Granted, activist investors must employ strong language to draw other shareholders to their side. Delicate niceties bring yawns. And using harsh words doesn't make Biglari wrong. Until they're called out, many management teams run companies for their own benefit.
Biglari only has one goal when he buys shares to go after a company: to make money. If management can improve the business, then the stock price will follow. If execs can't or won't, then he will agitate for changes, board seats, and, as a last resort (as at Steak n Shake), take control.
He has a proven record of making money buying shares in and improving casual restaurant chains. But sometimes he has to take the gloves off to get it done.
What's the Big Secret?
Biglari says Cracker Barrel shareholders have a right to know whether part of the business they own is doing badly, so that something can be done. That "something" may include booting management.
Biglari points out that in its SEC filings, the company calls the restaurants and gift shops two different segments, says it has separate management chains for each, and moves the cash around between them according to needs.
So why won't managers break out each segment's full operations? Apparently, they walk like two segments, quack like two segments, but don't get reported as two segments.
Cracker Barrel's Response
The day after Biglari aired his grievances, Cracker Barrel issued a press release.

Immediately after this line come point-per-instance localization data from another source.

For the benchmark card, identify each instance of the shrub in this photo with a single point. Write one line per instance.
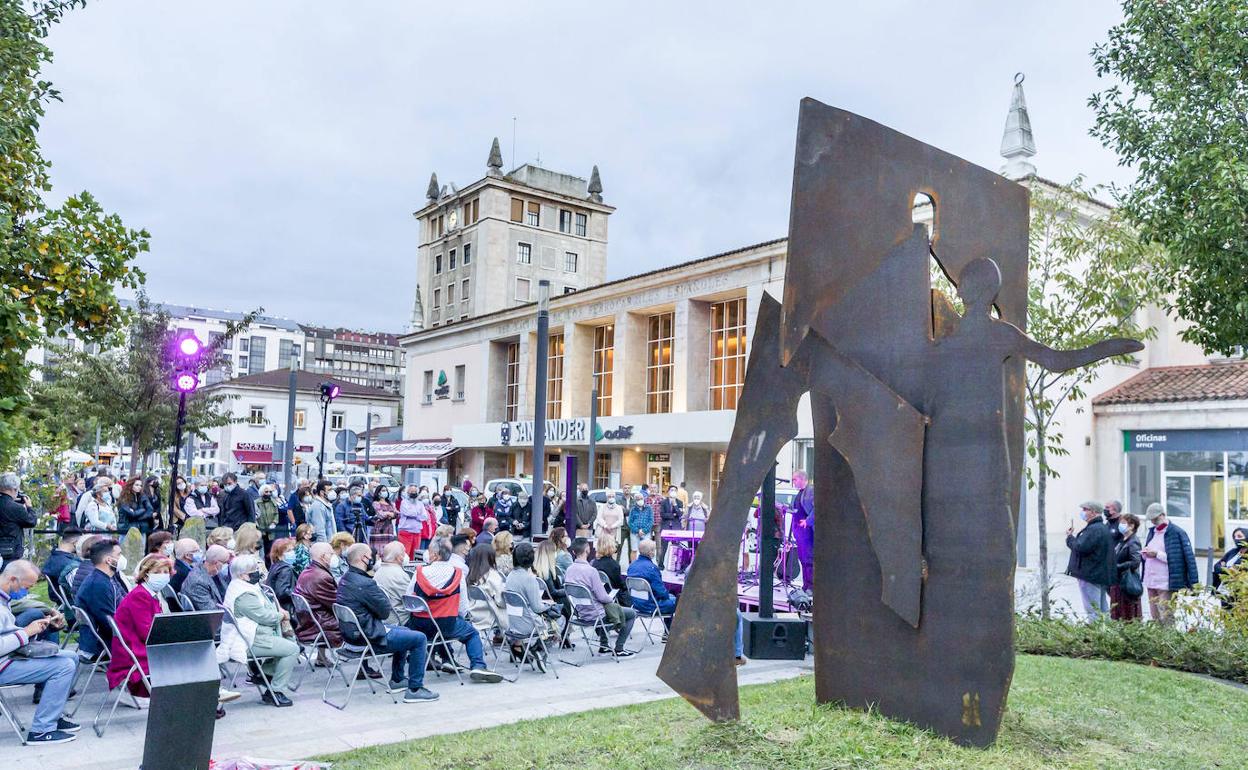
(1198, 650)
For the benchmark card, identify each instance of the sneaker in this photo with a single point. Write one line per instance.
(419, 695)
(65, 725)
(486, 675)
(51, 736)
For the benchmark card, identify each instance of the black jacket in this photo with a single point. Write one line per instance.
(363, 597)
(1092, 554)
(14, 517)
(235, 508)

It views the "restaurant and retail operations as two related and substantially integrated product lines."
Wait. The company breaks out sales, purchasing, and inventory management between the two segments in SEC filings, yet they're substantially integrated? The release implies that Cracker Barrel's separate management teams are not evaluated on how they manage the profits and loss for their segment alone. Does that mean that diners eat stuffed animals, and gift shops sell plates of hot hash browns?
Even more questionable is this statement from the company: "Given the integrated nature of our operations, as we have discussed with Mr. Biglari on several occasions, our management and Board of Directors have carefully considered and have concluded that separate segment disclosure of our restaurant and retail businesses is neither required nor appropriate."

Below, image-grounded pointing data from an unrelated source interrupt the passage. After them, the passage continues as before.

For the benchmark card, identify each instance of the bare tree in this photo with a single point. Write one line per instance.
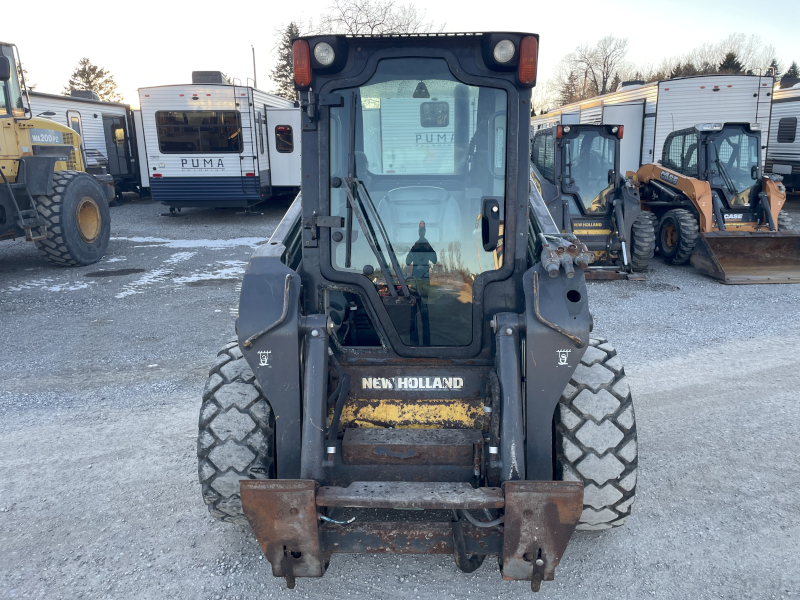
(373, 17)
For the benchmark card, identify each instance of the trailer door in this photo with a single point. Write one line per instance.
(631, 116)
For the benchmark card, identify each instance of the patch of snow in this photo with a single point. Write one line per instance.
(211, 244)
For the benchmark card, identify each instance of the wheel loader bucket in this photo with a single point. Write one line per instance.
(749, 257)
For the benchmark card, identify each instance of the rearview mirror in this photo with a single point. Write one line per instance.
(5, 68)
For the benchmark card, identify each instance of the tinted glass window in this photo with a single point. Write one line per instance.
(199, 131)
(787, 130)
(284, 138)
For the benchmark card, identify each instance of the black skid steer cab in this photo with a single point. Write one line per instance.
(576, 170)
(416, 333)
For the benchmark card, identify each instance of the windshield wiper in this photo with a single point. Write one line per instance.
(359, 203)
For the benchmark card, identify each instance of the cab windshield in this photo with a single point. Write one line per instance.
(734, 158)
(589, 160)
(426, 150)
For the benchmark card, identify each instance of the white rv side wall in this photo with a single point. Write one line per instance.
(285, 170)
(686, 102)
(93, 135)
(141, 158)
(784, 158)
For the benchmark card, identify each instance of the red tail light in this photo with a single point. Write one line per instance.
(301, 61)
(528, 55)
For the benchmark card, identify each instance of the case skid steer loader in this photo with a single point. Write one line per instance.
(717, 210)
(45, 194)
(576, 171)
(415, 335)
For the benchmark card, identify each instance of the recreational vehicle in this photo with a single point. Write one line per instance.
(217, 144)
(106, 129)
(783, 147)
(649, 112)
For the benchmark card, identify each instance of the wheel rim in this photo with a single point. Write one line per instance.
(669, 237)
(88, 219)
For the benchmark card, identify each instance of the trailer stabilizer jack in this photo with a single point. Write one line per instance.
(540, 517)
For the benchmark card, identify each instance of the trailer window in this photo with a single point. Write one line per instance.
(284, 139)
(787, 130)
(199, 131)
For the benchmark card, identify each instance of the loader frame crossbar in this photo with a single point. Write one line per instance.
(539, 519)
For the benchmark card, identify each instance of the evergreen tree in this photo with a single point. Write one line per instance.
(730, 64)
(88, 76)
(283, 73)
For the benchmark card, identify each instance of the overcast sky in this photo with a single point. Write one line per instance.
(148, 42)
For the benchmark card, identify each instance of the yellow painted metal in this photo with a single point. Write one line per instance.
(417, 414)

As in politics, this is a case where it isn't the transgression that gets you, but the cover-up.
Offering Biglari a confidential inside look was a big mistake. The offer suggests that information exists to clear up or defend the accusations. Management knows something, but it isn't telling everyone.
Biglari declined the private show-and-tell, saying there should be equal treatment for all shareholders or none. If one side of the business is ailing, and the other flourishing, why shouldn't everyone know? Shareholders own the company. They have a right to management that acts well and transparently.

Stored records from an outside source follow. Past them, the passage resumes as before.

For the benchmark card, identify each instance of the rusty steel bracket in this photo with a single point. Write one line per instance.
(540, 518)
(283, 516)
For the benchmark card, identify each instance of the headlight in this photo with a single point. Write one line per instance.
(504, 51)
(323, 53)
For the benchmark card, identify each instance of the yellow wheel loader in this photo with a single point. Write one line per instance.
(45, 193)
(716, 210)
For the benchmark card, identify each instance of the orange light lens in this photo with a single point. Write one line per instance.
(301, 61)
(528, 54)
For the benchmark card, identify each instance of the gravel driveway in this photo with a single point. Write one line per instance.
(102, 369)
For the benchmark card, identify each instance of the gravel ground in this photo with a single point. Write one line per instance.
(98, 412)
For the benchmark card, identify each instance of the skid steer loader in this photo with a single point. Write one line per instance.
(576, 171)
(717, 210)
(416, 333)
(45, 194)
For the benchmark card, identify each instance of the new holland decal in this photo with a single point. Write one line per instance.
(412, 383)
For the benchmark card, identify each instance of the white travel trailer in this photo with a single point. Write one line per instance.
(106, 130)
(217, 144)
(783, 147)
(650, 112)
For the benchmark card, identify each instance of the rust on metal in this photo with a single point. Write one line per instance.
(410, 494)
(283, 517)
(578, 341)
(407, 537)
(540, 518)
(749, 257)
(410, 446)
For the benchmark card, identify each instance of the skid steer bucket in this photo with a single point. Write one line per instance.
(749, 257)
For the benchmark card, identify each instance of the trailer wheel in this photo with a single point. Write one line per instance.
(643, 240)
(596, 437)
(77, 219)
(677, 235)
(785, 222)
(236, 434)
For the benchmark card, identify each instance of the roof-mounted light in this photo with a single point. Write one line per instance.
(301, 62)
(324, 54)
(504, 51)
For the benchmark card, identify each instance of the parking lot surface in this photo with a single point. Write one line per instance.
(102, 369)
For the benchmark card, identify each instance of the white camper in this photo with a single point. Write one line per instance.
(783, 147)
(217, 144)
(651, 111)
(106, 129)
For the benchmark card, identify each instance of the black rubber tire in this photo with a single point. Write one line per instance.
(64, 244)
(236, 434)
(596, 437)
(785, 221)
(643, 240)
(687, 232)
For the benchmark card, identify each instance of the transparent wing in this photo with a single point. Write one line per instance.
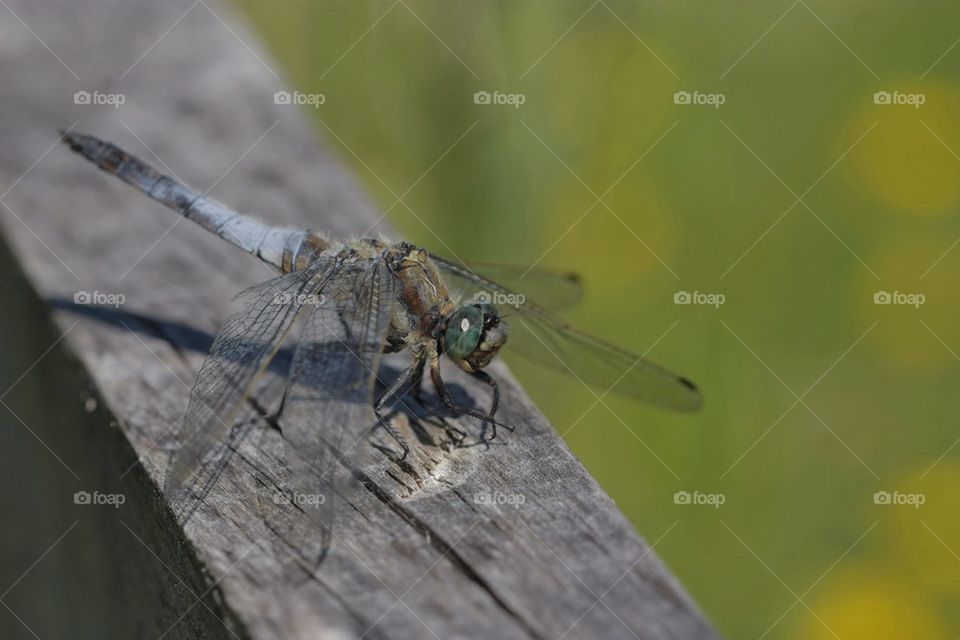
(243, 349)
(546, 339)
(548, 289)
(328, 408)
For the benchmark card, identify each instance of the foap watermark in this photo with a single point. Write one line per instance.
(897, 498)
(898, 297)
(699, 498)
(299, 98)
(514, 300)
(300, 499)
(698, 297)
(500, 498)
(114, 500)
(898, 98)
(99, 98)
(99, 298)
(300, 299)
(699, 98)
(496, 97)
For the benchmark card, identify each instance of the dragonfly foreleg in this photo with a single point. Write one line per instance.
(452, 405)
(489, 380)
(399, 385)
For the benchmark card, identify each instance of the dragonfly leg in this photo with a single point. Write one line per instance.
(400, 384)
(417, 380)
(451, 404)
(489, 380)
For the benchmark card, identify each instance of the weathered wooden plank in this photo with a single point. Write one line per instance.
(418, 552)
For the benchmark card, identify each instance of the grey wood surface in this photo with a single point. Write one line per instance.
(418, 552)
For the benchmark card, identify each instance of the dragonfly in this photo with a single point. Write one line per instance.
(345, 305)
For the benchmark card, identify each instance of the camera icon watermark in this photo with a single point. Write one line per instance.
(899, 298)
(698, 98)
(114, 100)
(714, 300)
(99, 298)
(514, 500)
(300, 99)
(299, 499)
(515, 300)
(715, 500)
(86, 498)
(496, 97)
(300, 299)
(914, 500)
(897, 98)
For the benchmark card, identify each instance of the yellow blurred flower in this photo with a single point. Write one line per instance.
(861, 604)
(908, 161)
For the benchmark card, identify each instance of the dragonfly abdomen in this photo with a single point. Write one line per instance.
(287, 249)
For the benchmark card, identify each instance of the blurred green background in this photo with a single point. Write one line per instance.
(700, 198)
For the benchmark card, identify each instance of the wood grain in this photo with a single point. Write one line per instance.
(441, 549)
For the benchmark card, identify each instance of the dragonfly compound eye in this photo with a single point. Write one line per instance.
(462, 334)
(474, 335)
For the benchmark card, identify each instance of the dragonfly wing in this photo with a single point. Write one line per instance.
(328, 407)
(548, 289)
(245, 346)
(546, 339)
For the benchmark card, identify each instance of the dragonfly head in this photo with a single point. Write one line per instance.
(473, 335)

Your Chance to Get in on the Activism
Biglari is deadly serious here, with his biggest target yet. Cracker Barrel's $960 million market value is almost double Biglari Holdings' $490 million.
As an investor, you can join him and, if it succeeds, make money, too. At today's valuations, and given Biglari's track record, Cracker Barrel and Biglari Holdings look like excellent opportunities.
Cracker Barrel may know that if it's forced to break out the gift shops and restaurants fully, it will reveal that all is not well. The longer it stonewalls, the worse that revelation may be. The emperor may not only have no clothes -- he may also be out in the street, with nothing more than a barrel.
Tom Jacobs is the advisor for Motley Fool Special Ops, a special situations and opportunistic value service. You can follow him on Twitter @TomJacobsInvest. Both he and the Motley Fool own shares of Biglari Holdings.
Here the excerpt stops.